How does ‘Monsanto v. Durnell’ relate to the MAHA movement?
The case has put President Donald Trump’s administration in an uncomfortable position with the Make America Healthy Again movement.
Trump courted the movement during his campaign by recruiting Robert F. Kennedy Jr., whom he later appointed as his Department of Health and Human Services secretary.
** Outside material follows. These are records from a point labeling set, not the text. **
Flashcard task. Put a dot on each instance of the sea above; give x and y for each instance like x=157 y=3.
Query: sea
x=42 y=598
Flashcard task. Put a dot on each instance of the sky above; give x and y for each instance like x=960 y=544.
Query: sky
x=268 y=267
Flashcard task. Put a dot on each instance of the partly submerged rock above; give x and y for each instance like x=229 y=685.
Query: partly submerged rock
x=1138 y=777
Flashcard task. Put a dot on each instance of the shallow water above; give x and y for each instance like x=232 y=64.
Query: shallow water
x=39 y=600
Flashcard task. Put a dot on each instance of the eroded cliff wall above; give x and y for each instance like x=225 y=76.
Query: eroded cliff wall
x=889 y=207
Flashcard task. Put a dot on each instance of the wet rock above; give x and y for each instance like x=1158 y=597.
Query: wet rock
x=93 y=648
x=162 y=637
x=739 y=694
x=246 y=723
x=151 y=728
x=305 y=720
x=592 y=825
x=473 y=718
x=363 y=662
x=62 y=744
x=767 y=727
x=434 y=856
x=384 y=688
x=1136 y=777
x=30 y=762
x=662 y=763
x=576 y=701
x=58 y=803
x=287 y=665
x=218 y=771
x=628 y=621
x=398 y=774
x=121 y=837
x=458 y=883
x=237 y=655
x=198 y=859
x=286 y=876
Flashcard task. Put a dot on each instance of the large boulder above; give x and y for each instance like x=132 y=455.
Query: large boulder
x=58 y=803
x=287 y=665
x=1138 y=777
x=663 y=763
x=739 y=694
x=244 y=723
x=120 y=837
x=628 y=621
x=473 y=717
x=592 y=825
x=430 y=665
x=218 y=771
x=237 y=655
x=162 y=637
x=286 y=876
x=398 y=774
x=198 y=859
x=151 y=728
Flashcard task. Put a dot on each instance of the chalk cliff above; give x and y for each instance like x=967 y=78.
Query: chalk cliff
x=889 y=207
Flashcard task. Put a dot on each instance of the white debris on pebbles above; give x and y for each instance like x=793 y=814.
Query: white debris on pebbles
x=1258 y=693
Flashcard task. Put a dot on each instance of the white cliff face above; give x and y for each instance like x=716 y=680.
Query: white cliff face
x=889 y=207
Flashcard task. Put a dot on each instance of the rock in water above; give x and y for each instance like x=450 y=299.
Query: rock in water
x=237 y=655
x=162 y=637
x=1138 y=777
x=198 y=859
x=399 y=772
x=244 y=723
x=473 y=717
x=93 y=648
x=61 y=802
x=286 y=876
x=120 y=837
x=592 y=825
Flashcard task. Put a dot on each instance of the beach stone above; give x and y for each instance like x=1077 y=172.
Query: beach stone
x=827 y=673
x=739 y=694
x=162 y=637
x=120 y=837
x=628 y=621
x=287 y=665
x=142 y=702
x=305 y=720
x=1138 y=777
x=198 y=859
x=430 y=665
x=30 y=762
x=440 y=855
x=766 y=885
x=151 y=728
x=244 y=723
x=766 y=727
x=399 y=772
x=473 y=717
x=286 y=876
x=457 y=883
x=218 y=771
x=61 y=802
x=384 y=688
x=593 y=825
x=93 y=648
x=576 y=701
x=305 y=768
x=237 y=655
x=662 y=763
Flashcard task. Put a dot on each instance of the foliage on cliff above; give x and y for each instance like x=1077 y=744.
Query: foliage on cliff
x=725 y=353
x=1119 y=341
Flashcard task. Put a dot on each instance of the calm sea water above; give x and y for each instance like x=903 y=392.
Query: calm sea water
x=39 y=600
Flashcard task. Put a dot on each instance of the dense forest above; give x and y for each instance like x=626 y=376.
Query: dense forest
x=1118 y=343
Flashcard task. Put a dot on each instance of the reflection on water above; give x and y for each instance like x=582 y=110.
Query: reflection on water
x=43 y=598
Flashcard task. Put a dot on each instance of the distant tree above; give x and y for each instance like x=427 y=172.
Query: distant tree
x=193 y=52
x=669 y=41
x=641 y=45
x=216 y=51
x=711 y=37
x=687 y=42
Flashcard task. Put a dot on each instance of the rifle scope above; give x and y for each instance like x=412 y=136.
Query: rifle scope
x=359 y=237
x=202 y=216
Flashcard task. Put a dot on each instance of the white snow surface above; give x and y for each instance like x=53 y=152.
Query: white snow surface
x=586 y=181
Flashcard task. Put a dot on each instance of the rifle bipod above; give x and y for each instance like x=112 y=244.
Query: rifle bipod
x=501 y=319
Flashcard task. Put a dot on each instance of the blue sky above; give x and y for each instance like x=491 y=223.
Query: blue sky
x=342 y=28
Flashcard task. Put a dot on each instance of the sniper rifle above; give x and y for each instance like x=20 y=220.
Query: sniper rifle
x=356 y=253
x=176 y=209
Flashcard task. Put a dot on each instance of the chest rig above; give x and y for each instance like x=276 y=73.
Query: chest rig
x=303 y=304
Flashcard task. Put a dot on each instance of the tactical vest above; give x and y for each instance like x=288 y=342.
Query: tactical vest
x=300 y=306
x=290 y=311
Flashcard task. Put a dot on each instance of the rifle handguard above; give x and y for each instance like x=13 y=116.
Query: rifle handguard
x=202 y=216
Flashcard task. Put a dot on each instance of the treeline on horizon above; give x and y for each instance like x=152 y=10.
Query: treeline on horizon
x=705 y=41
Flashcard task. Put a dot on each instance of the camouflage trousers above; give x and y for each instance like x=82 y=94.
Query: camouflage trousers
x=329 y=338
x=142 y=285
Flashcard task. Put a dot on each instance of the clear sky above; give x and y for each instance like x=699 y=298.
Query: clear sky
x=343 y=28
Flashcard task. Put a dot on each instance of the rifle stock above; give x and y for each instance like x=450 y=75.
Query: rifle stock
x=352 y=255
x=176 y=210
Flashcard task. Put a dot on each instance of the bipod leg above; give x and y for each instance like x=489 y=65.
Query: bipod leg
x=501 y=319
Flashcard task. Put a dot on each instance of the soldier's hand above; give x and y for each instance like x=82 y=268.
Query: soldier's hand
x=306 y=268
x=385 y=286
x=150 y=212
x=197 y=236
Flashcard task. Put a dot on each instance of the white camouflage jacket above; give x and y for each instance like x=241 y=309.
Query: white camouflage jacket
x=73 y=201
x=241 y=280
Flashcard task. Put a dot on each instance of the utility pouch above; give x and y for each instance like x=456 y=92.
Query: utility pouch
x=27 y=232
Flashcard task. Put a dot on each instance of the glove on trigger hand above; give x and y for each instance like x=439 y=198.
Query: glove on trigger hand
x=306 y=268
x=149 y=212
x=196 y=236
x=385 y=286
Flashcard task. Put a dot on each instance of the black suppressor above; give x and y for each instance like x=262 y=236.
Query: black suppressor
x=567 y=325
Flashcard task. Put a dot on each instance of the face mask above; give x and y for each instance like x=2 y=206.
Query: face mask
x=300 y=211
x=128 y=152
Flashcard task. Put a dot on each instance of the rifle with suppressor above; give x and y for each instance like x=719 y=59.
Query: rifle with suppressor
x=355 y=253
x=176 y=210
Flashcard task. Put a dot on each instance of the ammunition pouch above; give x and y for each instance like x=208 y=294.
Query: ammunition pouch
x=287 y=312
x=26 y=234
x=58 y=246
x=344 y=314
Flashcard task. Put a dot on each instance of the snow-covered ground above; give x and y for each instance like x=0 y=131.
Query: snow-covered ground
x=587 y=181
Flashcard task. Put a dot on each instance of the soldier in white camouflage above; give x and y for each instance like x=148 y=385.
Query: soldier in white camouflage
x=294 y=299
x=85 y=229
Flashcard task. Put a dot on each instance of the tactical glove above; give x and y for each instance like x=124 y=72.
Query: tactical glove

Before his turn to politics, Kennedy was an environmental lawyer who, in 2018, helped secure a $289 million verdict in the first Roundup cancer trial.
And while the Trump administration has adopted some of the MAHA movement’s rhetoric on ultraprocessed foods, it took a different approach to pesticides.
Trump’s solicitor general, John Sauer, filed briefs to the Supreme Court in support of Monsanto’s position on behalf of the White House, which drew the ire of MAHA supporters.
After the ruling, MAHA influencers expressed anger at the administration.
Kelly Ryerson, who is known online as Glyphosate Girl, posted Thursday on X that “never in history has an administration so blatantly and willingly sold out our fertility, vitality, and health to corporate interests.”
Vani Hari, another MAHA influencer who posts to millions of followers as the Food Babe, said on Instagram she was “devastated” by the ruling.
“We will remember who fought with us and who didn’t.”